Les grands murs de l’immense grande salle du château

La répétition de grand crée un effet de style, mais par contre l'immense m'apparaît de trop ^_^ .

fit la révérence une nouvelle fois, puis se retourne, poussa la porte

retourna

Sinon, le passage est pas mal, bien que j'ai eu du mal à reprendre mes marques.

Le mystère s'épaissit légèrement, par exemple avec la famine que l'on ne sait même pas d'où elle vient (des chevaliers qui partent???) et du code d'hnneur bafoué pour une raison inconnue.

Il y a aussi une cassure avec le précédent passage: Mathilde est du côté d'Henry cette fois-ci.

Et maintenant: punition -_- .

Sinon:

-Le garçon a survécu pour une très bonne raison, que vous découvrirez plus tard.

ok

-En fait, le baron est maillé, voilà pourquoi il ne remonte pas: le poids de son haubert l'en empêche.
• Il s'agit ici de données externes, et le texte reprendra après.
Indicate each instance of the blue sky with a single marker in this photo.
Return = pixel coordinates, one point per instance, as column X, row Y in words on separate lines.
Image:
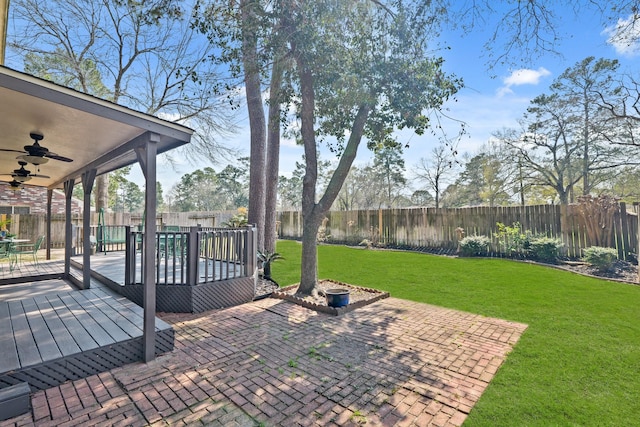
column 493, row 99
Ais-je oublié de le préciser?

Précise-le quand il le voit, par exemple il veut le retirer mais la lourde armure l'en empêche...

-Je changerait le coupe de la herse.

Oui, il vaut mieux :rolleyes:

Quant à Romain, j'expliquerai pourquoi Gaston se détache du monde.

ok

-Pour la pomme... bon, ej changerai pour un morceau de viande si tu veux. Ensuite, Gaston n'est jamais allé jusqu'à Andrésy, il peut penser avoir besoin de manger beaucoup.

ok

-Je changerai l'épée pour... pour autre chose! 

ok (encore ^_^ )

-Pour le calme, je ferai intervenir le comte.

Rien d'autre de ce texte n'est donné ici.